Puckett noted that one of the companies, CNX Gas Co., is owned by Consol Energy Inc., which had donated $100,000 to the Republican gubernatorial campaign of Attorney General Ken Cuccinelli.
"The attorney general of Virginia or any elected officer of the state, including me, should be doing the right thing for the people that we serve and not be on the side of someone else just because of campaign contributions or any other reasons," Puckett said in a conference call.
"I think it's time we clear the air," he said.
In a statement, Cuccinelli rejected "in the strongest possible terms" the suggestion that Consol donations influenced his office's handling of the case.
"Our job in this case and others is to defend Virginia laws, regardless of who stands to benefit," he said.
In an opinion issued Wednesday, U.S. Magistrate Judge Pamela Meade Sargent cited emails between an assistant attorney general and EQT Production Co. and CNX, Pittsburgh-area energy companies. The attorney, Sharon Pigeon, advises the Virginia Gas and Oil Board.
Sargent wrote: "Shockingly, these emails show that the board, or at least Pigeon, has been actively involved in assisting EQT and CNX with the defense of these cases, including offering advice on and providing information for use on the motions before the court."
The passage was in an opinion in which Sargent recommends that the case of several landowners be certified as a class action involving thousands of property owners and tens of millions of dollars in royalties.
Cuccinelli, who issued the lengthy statement hours after Puckett's call for an independent investigation, said his office has a narrow interest in the case: defending the constitutionality of the Virginia Gas and Oil Act.
"The act allows the property owners to share in the gas production royalties," Cuccinelli wrote. "As a longtime property rights advocate, I wanted to protect that law and the interests of the property owners."
But an attorney for the landowners said the emails "show vigorous support" by Pigeon for the defendant gas companies, separate from the constitutionality of the law, which dates to 1990.
The emails involve correspondence between Pigeon and attorneys defending the gas companies. While the context is not clear in many, one involves a thank you message from one gas company attorney and Pigeon's response: "Now use it in response to the Motion to Certify a Class Action!"
"It is shameful, really," Don Barrett, an attorney for the landowners, wrote in an email to the AP.
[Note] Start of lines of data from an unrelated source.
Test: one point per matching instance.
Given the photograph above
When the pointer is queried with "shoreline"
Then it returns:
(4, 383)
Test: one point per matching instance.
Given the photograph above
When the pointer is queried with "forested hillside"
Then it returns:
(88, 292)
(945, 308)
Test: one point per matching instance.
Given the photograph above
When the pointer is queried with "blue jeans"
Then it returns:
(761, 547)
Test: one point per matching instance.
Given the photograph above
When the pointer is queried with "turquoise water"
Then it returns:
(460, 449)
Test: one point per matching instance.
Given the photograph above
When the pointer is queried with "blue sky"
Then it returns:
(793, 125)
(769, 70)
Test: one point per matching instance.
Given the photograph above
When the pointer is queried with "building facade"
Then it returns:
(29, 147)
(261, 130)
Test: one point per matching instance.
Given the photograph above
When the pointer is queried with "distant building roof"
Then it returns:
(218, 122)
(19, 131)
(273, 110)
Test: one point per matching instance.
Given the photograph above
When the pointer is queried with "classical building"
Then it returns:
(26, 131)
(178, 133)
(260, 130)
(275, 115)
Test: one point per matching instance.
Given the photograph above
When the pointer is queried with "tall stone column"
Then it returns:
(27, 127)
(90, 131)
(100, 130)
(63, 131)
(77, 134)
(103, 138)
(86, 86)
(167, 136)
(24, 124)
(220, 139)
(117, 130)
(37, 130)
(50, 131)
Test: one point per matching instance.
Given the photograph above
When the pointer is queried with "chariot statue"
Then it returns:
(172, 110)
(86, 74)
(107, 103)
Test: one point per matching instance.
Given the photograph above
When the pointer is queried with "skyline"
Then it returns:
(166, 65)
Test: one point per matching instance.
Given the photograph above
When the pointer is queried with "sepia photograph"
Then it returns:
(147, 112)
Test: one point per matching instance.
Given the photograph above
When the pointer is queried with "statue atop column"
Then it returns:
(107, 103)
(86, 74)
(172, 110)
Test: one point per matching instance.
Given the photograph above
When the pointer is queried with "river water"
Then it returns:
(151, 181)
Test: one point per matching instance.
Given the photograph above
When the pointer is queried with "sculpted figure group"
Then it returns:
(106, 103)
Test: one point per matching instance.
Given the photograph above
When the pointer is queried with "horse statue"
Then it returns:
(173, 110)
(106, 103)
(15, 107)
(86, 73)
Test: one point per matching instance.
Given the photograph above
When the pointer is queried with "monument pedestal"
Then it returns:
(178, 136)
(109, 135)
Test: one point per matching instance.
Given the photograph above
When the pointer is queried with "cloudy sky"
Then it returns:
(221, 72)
EQT has declined comment on Sargent's written comments, while CNX has not responded to multiple telephone messages and emails.
The dispute dates back more than a decade involves thousands of wells the companies drilled in southwest Virginia to remove methane gas from coal seams. The landowners represented by Barrett and a team of lawyers in Abingdon argue they were cheated out of nearly $30 million or more of royalties by the EQT and CNX.
They are also seeking punitive damages.
The inspector general's office did not respond to messages left by The Associated Press.